Most people would agree that, politically, the chances that the U.S. Congress would legislate a single-payer health insurance system, given the tremendous difficult even of getting the Affordable Care Act, which preserves much of the current payment and coverage system, passed, are virtually zero. So the question remains: how can everyone come together to improve care quality through the measurement of outcomes and the creation of incentive programs that really reward physicians for doing the right things while not unduly burdening them with more bureaucracy and practice challenges, and ultimately make some of them quit practice altogether?

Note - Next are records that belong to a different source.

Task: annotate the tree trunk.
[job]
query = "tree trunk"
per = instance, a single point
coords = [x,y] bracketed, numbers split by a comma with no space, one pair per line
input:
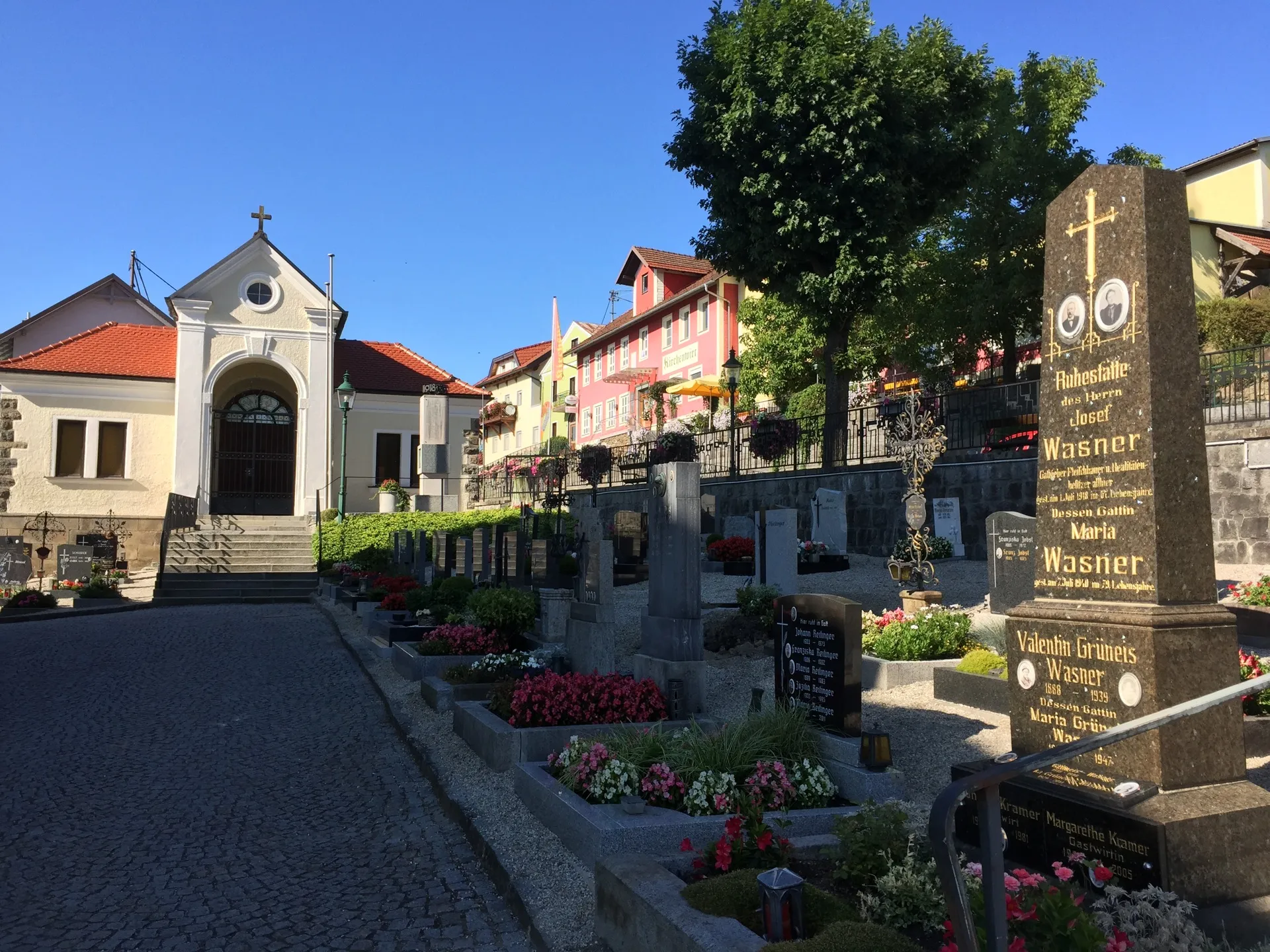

For my part, some combination of accountable care organization and bundled-payment contract development, patient-centered medical home development, and fascinating programs like the Hospital at Home program at Presbyterian Health Services in Albuquerque, that are showing real success in carefully reducing readmissions through great care management and care delivery, seems to be the right thing right now. And clinical informaticists, especially CMIOs, as well as senior clinician executives in medical groups and hospitals, will be at the heart of the discussion, with CIOs and other non-clinical informaticists helping to facilitate crucial discussions that need to take place in every single patient care organization in the country.

The stark reality is that U.S. healthcare simply must be transformed across multiple dimensions, and soon, before we are completely overwhelmed by phenomena such as the aging of our population and the explosion in chronic disease. As everyone knows, we can barely afford the healthcare system we have now; managing costs and quality 25 years from now will become virtually impossible without incentives-driven clinical transformation. The question, as always, remains: how to do it? And even more to the point, how to convince everyone that we should do it in a particular way, or ways? The jury’s still open on that. But healthcare IT leaders will be at the forefront of the discussion going forward—and need to be.